Leaked NDIS plan sparks anger among disability groups
29 March 2021 at 5:17 pm
But the Morrison government says the leaked plan is just “one of 78 drafts” being considered
Disability advocates have slammed proposed changes to the National Disability Insurance Scheme detailed in leaked draft legislation, amid fears the government plans to deny vulnerable people support and shut out the voices of advocacy groups.
Nine newspapers reported on Friday that the Morrison government was considering “radical reforms” to the NDIS, with a leaked 300-page legislative draft outlining changes that would significantly overhaul the scheme.
Included in the draft were proposals to deny funding to people with Fetal Alcohol Spectrum Disorders and acquired brain injuries, to reduce a participant’s avenues of appeal, and to consider removing the “reasonable and necessary” test for the provision of NDIS services.
There was also a proposal to remove all references to “co-design” in the legislation, which could mean the voices of people with disability and their representative groups were lost in the policy design process.
People with Disability Australia president Samantha Connor said these changes were incredibly troubling.
“At Senate estimates this week, representatives from the National Disability Insurance Agency said that they had consulted extensively with the disability sector over the past few months,” Connor said.
“To discover that there are significant changes proposed that will disadvantage people with disability, along with a proposal to cut out co-design with participants and disabled persons organisations, is deeply concerning.”
The Foundation for Alcohol Research and Education (FARE) and the National Organisation for Fetal Alcohol Spectrum Disorders (NOFASD) have urged the Morrison government to immediately confirm that people with FASD will not have their NDIS access restricted.
Sophie Harrington, the chief operating officer at NOFASD, said that some of its members were already in desperate emotional circumstances due to existing barriers to getting disability support.
“Further restrictions or challenges to people with FASD, their families and carers would be devastating,” Harrington said.
“So many children with FASD are only just getting the NDIS support they need now, and to take that away from them would be heartbreaking.”
The Morrison government has moved to assuage fears about the leaked legislation.
Then NDIS Minister Stuart Robert said on Twitter on Friday that “reasonable and necessary” would not be removed from NDIS legislation.
He added that the leaked draft proposals would not necessarily be included in the final draft the government releases.
“I have not seen the supposed draft for NDIS legislation reforms (one of 78 drafts I’m told) referred to in media articles [on Friday]. The only draft legislation the [government] intends to introduce is the one I will release shortly,” Robert said.
Minister Robert declined to comment further when asked by Pro Bono News when the final draft would be released, and if it would include any of the proposals detailed in the leaked draft.

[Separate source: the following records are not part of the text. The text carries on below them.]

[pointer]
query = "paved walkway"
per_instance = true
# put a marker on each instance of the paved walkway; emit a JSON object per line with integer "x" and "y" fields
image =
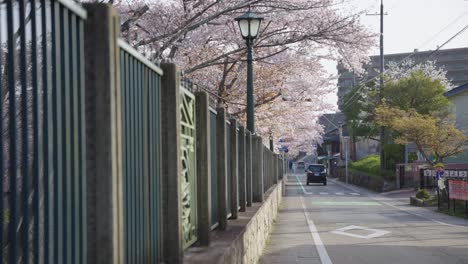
{"x": 291, "y": 241}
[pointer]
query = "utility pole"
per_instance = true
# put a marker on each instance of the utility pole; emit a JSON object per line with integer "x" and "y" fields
{"x": 382, "y": 129}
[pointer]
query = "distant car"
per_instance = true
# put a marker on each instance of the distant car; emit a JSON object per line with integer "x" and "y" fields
{"x": 300, "y": 165}
{"x": 316, "y": 173}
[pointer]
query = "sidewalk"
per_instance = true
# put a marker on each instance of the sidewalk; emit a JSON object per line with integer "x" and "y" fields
{"x": 290, "y": 241}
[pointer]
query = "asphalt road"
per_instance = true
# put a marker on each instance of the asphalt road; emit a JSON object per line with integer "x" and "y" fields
{"x": 350, "y": 225}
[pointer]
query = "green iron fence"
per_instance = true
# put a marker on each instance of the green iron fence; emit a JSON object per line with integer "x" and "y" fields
{"x": 42, "y": 153}
{"x": 214, "y": 178}
{"x": 188, "y": 160}
{"x": 140, "y": 89}
{"x": 229, "y": 172}
{"x": 43, "y": 143}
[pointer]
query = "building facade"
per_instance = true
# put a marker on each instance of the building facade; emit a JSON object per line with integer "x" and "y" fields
{"x": 458, "y": 96}
{"x": 454, "y": 61}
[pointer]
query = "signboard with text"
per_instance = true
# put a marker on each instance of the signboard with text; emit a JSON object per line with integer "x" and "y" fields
{"x": 448, "y": 173}
{"x": 458, "y": 190}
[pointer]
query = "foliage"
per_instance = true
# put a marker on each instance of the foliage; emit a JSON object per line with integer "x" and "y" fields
{"x": 406, "y": 85}
{"x": 394, "y": 154}
{"x": 417, "y": 91}
{"x": 431, "y": 134}
{"x": 296, "y": 38}
{"x": 6, "y": 216}
{"x": 423, "y": 194}
{"x": 370, "y": 164}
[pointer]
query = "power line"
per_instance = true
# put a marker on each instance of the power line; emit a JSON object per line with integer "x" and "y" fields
{"x": 360, "y": 87}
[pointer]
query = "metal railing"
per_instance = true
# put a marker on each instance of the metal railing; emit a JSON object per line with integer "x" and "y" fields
{"x": 42, "y": 146}
{"x": 140, "y": 88}
{"x": 49, "y": 151}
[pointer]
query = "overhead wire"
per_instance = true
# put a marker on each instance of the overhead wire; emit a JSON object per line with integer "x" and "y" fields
{"x": 363, "y": 84}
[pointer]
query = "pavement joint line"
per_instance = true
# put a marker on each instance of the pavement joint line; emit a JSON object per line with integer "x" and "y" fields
{"x": 302, "y": 186}
{"x": 400, "y": 209}
{"x": 322, "y": 251}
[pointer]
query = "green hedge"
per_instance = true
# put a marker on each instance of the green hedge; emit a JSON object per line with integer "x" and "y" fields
{"x": 371, "y": 165}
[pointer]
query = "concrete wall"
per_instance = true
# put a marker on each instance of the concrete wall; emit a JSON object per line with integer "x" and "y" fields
{"x": 258, "y": 229}
{"x": 245, "y": 238}
{"x": 460, "y": 111}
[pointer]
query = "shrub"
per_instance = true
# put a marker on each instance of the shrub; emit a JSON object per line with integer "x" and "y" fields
{"x": 370, "y": 164}
{"x": 423, "y": 194}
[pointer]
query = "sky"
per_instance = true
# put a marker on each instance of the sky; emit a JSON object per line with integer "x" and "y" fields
{"x": 414, "y": 24}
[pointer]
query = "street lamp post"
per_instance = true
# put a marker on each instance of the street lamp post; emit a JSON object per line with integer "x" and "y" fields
{"x": 249, "y": 24}
{"x": 271, "y": 142}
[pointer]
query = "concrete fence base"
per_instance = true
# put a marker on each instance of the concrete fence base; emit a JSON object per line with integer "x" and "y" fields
{"x": 245, "y": 238}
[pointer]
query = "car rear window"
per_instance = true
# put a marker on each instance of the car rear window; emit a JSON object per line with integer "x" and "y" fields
{"x": 316, "y": 168}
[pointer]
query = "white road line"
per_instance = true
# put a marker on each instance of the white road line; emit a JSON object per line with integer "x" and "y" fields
{"x": 324, "y": 258}
{"x": 401, "y": 209}
{"x": 302, "y": 186}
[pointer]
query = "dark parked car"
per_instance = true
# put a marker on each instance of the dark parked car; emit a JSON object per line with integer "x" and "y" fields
{"x": 316, "y": 173}
{"x": 300, "y": 165}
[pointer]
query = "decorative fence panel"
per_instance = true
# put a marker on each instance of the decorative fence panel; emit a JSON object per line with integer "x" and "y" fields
{"x": 55, "y": 191}
{"x": 229, "y": 172}
{"x": 189, "y": 177}
{"x": 140, "y": 89}
{"x": 214, "y": 177}
{"x": 42, "y": 153}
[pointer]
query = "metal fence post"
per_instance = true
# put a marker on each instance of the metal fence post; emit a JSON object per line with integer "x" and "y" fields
{"x": 242, "y": 169}
{"x": 221, "y": 167}
{"x": 276, "y": 168}
{"x": 234, "y": 169}
{"x": 248, "y": 167}
{"x": 203, "y": 167}
{"x": 104, "y": 171}
{"x": 257, "y": 169}
{"x": 171, "y": 165}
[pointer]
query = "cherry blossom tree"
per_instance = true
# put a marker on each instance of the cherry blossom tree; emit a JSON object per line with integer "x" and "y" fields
{"x": 296, "y": 37}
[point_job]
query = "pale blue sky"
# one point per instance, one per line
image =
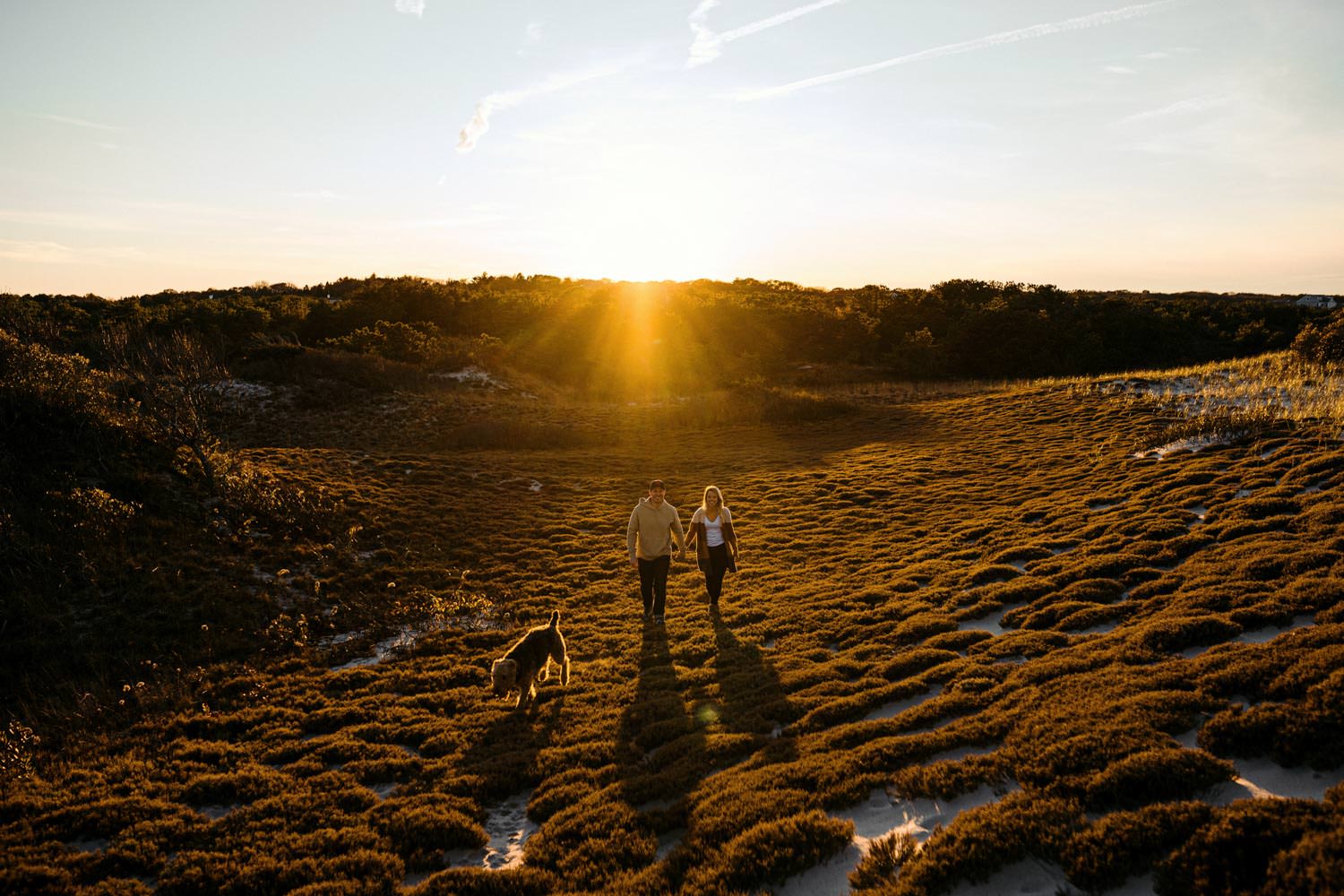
(1098, 144)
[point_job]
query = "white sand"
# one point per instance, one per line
(986, 624)
(875, 818)
(508, 828)
(895, 708)
(1255, 635)
(383, 649)
(1193, 444)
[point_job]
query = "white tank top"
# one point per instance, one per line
(712, 530)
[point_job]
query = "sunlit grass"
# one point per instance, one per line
(943, 591)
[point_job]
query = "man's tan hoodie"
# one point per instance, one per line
(652, 530)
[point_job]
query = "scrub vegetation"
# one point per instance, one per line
(249, 616)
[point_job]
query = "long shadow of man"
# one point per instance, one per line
(659, 737)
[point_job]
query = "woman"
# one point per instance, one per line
(715, 541)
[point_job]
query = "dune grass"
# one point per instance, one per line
(940, 590)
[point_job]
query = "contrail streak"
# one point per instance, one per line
(487, 107)
(707, 45)
(965, 46)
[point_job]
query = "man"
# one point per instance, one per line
(650, 541)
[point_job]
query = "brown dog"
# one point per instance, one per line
(529, 661)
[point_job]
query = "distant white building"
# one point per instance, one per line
(1317, 301)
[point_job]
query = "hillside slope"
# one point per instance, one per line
(994, 611)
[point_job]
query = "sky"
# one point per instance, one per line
(1090, 144)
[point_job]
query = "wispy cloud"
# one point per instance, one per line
(78, 123)
(1182, 108)
(487, 107)
(1077, 23)
(50, 253)
(69, 220)
(709, 45)
(316, 194)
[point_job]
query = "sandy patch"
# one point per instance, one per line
(1257, 635)
(897, 707)
(403, 638)
(989, 624)
(472, 376)
(508, 828)
(1193, 444)
(879, 817)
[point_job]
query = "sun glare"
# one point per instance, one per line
(648, 222)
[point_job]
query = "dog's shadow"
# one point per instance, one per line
(503, 755)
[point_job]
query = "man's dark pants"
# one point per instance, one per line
(653, 583)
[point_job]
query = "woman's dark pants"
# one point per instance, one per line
(714, 570)
(653, 583)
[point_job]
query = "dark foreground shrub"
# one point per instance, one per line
(1314, 866)
(771, 852)
(984, 840)
(478, 882)
(1233, 853)
(1128, 842)
(1158, 775)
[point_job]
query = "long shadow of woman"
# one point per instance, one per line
(753, 702)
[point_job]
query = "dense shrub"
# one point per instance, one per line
(771, 852)
(1156, 775)
(1233, 852)
(1102, 855)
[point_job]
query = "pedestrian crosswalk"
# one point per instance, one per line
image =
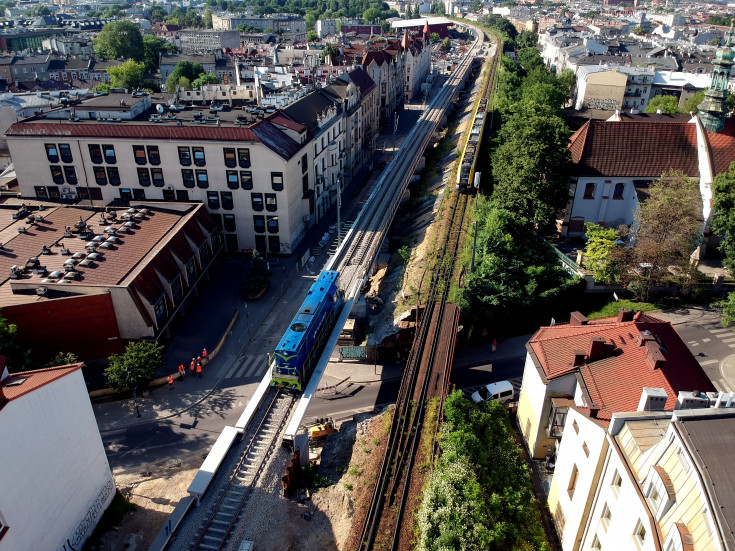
(247, 366)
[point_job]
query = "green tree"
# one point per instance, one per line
(669, 105)
(723, 219)
(203, 80)
(127, 75)
(666, 232)
(531, 167)
(119, 39)
(136, 366)
(598, 252)
(153, 47)
(62, 358)
(691, 105)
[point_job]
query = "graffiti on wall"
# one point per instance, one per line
(90, 519)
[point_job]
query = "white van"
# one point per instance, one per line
(502, 391)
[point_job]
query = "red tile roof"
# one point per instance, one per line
(615, 382)
(133, 131)
(643, 149)
(32, 380)
(722, 147)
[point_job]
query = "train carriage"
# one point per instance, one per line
(301, 345)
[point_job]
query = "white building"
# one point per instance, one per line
(55, 478)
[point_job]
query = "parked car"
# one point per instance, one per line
(502, 391)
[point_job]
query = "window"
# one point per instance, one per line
(229, 222)
(572, 482)
(199, 159)
(57, 175)
(271, 204)
(606, 517)
(589, 191)
(100, 176)
(617, 483)
(95, 153)
(187, 175)
(232, 179)
(184, 156)
(259, 224)
(230, 159)
(639, 534)
(213, 200)
(243, 157)
(277, 181)
(144, 177)
(274, 244)
(160, 310)
(65, 152)
(52, 154)
(71, 175)
(227, 203)
(139, 154)
(246, 179)
(109, 152)
(113, 175)
(618, 193)
(202, 179)
(154, 157)
(157, 176)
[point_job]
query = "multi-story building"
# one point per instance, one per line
(54, 462)
(208, 40)
(122, 147)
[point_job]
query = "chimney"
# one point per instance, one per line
(652, 399)
(654, 356)
(625, 314)
(578, 318)
(597, 350)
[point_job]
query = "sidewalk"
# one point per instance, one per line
(257, 327)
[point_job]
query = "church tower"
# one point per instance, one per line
(713, 109)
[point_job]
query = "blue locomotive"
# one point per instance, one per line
(301, 345)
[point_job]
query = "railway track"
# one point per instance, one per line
(426, 377)
(234, 498)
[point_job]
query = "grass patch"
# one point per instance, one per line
(611, 308)
(113, 516)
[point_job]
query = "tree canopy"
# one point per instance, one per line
(669, 105)
(127, 75)
(119, 39)
(136, 366)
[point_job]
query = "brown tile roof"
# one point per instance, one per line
(615, 381)
(32, 380)
(634, 149)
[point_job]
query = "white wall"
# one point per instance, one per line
(55, 479)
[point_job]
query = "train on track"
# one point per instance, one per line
(301, 345)
(466, 172)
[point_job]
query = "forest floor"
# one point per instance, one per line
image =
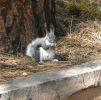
(72, 49)
(82, 43)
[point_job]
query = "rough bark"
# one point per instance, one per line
(21, 21)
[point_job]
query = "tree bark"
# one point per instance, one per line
(23, 20)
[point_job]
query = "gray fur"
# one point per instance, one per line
(42, 49)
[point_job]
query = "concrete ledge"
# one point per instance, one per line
(58, 85)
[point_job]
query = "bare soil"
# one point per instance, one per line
(80, 46)
(91, 93)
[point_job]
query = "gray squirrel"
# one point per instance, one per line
(42, 49)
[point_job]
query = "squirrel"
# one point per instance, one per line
(42, 49)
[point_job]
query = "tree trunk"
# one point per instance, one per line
(23, 20)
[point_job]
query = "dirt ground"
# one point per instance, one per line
(91, 93)
(75, 48)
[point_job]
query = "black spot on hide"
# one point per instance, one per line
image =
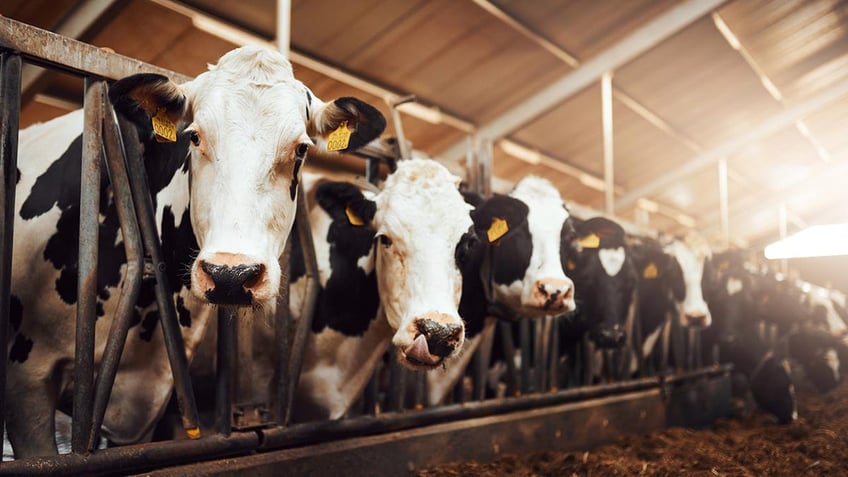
(20, 349)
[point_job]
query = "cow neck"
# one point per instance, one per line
(487, 276)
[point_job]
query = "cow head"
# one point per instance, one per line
(244, 125)
(522, 234)
(691, 253)
(422, 235)
(598, 260)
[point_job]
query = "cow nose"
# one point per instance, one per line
(230, 284)
(609, 337)
(437, 336)
(554, 294)
(696, 320)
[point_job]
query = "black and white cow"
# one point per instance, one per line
(604, 275)
(224, 194)
(389, 266)
(660, 285)
(728, 288)
(516, 273)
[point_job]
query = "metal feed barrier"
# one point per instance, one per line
(257, 437)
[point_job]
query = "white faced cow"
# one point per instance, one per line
(691, 254)
(224, 194)
(518, 270)
(390, 273)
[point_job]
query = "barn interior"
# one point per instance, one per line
(723, 117)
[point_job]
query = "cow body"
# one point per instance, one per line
(728, 288)
(390, 275)
(517, 273)
(224, 195)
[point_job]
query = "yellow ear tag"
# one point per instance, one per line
(353, 218)
(163, 127)
(339, 139)
(650, 272)
(590, 241)
(498, 229)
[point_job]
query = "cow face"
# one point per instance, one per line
(523, 268)
(422, 225)
(691, 256)
(248, 123)
(598, 260)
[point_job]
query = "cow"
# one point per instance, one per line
(517, 272)
(660, 285)
(224, 181)
(390, 273)
(597, 258)
(728, 288)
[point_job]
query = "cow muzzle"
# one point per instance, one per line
(696, 320)
(437, 336)
(230, 279)
(553, 295)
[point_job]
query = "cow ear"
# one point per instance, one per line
(344, 201)
(144, 96)
(363, 121)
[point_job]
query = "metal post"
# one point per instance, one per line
(304, 324)
(282, 339)
(92, 147)
(284, 26)
(723, 202)
(783, 226)
(133, 249)
(164, 296)
(485, 155)
(606, 120)
(224, 372)
(526, 356)
(10, 98)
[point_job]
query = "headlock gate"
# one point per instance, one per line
(253, 437)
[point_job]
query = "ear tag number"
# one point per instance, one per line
(163, 127)
(353, 218)
(650, 272)
(339, 139)
(590, 241)
(498, 229)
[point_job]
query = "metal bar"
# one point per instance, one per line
(10, 98)
(526, 359)
(403, 146)
(130, 459)
(282, 339)
(164, 296)
(641, 40)
(284, 26)
(225, 369)
(783, 227)
(755, 133)
(81, 19)
(723, 202)
(508, 342)
(301, 222)
(45, 48)
(89, 225)
(133, 248)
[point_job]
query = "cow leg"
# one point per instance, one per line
(30, 414)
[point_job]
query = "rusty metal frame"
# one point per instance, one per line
(19, 41)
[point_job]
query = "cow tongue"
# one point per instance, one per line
(420, 352)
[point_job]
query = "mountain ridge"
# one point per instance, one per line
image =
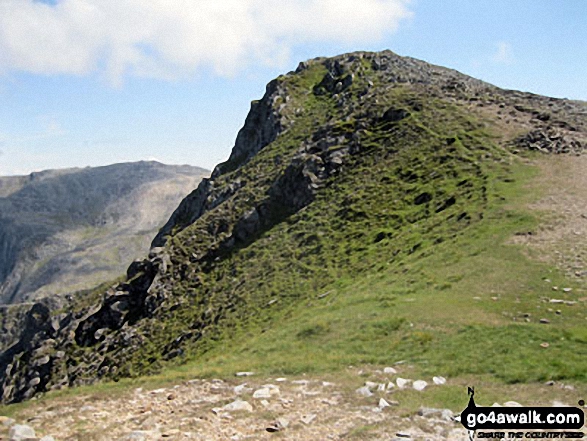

On Monday, Linda Reynolds was appointed the new minister for the NDIS, with Robert named as the minister for employment.
Advocates urge government to go back to the drawing board
The head of policy at the ACT Council of Social Service, Craig Wallace, told Pro Bono News it was alarming that a piece of draft legislation like this had got as far as it has.
“Those of us who’ve worked in the bureaucracy know that to actually get to a full set of draft legislation like this is a result of bureaucrats reflecting the intentions of their ministers,” Wallace said.
“So this gives us a disturbing insight into the plans for NDIS reforms.”
This leaked legislation suggested that funding could be taken away from an NDIS participant if they refused to undertake an independent assessment (IA), despite disability advocates arguing the IA process is deeply flawed.
Wallace said he was deeply concerned by this, and also a proposal that would allow the minister to remove particular types of support that they considered were not appropriate for funding.
This follows the federal government’s push to prevent sex work services from being funded by the NDIS, after the federal court ruled last year that a woman with multiple sclerosis could include trained sex therapist services in her NDIS plan.
Wallace said the government’s crusade against the NDIS funding sex work services could have broader implications for the scheme.
“I’m concerned that that issue, amongst others, is being used as a stalking horse to put in place wide ranging changes to the scheme that would remove eligibility for people needing all kinds of supports, such as people with acquired brain injury and FASD,” he said.
“These kinds of proposed changes ruling out particular kinds of supports… go well beyond the sexual expression issue into a range of other supports, in areas such as education [and] employment.”
Wallace urged the government to “go back to the drawing board and start again” in consultation with disability representative groups.
“I think they need to go back to the recommendations of the Tune report, which said people with disabilities were frustrated by the lack of specialist and other supports that were available,” he said.
“These reforms are not going to address those issues. These reforms are focused on cost cutting.”